Seperate details of address out

Want to sepaerate details of address so that

chx='Flat 30, Henllys, Wind Street, Swansea'

gives modAdd(chx)=('Swansea', 900, 'Henllys')

Or

chx='15A Bethania Road, Upper Tumble'

gives modAdd(chx)=('Upper Tumble', 15, 'Bethania Road')

def modAdd(address):
    import re

    split1 = address.split(',')
    if len(split1)<2:
        split1 = address.split(' ')
        print('####',split1 ) 
    
    FirstLine=split1[0]
    Region = split1[-1]
    
    try:
        Region=re.search("[A-Za-z][A-Za-z\s]*",Region)[0]
    except:
        Region=Region
    
    
    try:
        HouseNo=re.search("[0-9]*",FirstLine)
#         print(HouseNo)
        HouseNo =int(HouseNo[0])
        
    except:
        FirstLine=split1[1]
        HouseNo=re.search("[\s0-9]*",FirstLine)
        try:
            HouseNo =int(HouseNo[0])
        except:
            HouseNo=900
        
    try:    
        Street=re.search("\s[A-Za-z][A-Za-z\s]*",FirstLine)
        Street=Street[0]
        Street=Street[1:]
    except:
        try:
            Street=split1[1]
            Street=re.search("\s[A-Za-z][A-Za-z\s]*",Street)[0]
            Street=Street[1:]
        except:
            Street='NA'
#         print(FirstLine)
        
#     print('Region {}\n Number {} \n Street {} '.format(Region,HouseNo,Street))
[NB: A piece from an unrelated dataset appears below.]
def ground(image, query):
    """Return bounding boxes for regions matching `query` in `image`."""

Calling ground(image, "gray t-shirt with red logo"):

    return Region,HouseNo,Street
    
def addAdddets_df(df):
    Street,HouseNo,Region=[],[],[]
    for ita,oo in enumerate(df.index):
        
        addTemp=df.iloc[ita].Address
        RegionTemp,HouseNoTemp,StreetTemp=modAdd(addTemp)
        Region.append(RegionTemp)
        HouseNo.append(HouseNoTemp)
        Street.append(StreetTemp)
    df.insert(1,'Street',Street)
    df.insert(1,'HouseNo',HouseNo)    
    df.insert(1,'Region',Region)
    return df
try:
    df.drop(columns=['Street','HouseNo','Region'],inplace=True)
except:
    pass
df=addAdddets_df(df)

Create train and validation sets

Do this randomly in this case 97:3 split

sza=np.shape(df)[0]

randAr=np.random.randint(0,100, size=sza)
cond = randAr>=3

train_idx = np.where( cond)[0]
valid_idx = np.where(~cond)[0]

splits = (list(train_idx),list(valid_idx))

valid_idx.shape[0]/train_idx.shape[0]

Specify which column we are fitting to

dep_var = 'Price'

# for this fit to the log of it
df[dep_var] = np.log(df[dep_var])

Split into test and validation and convert to TabularPandas


cont,cat = cont_cat_split(df, 1, dep_var=dep_var)

procs = [Categorify, FillMissing]
to = TabularPandas(df, procs, cat, cont, y_names=dep_var, splits=splits)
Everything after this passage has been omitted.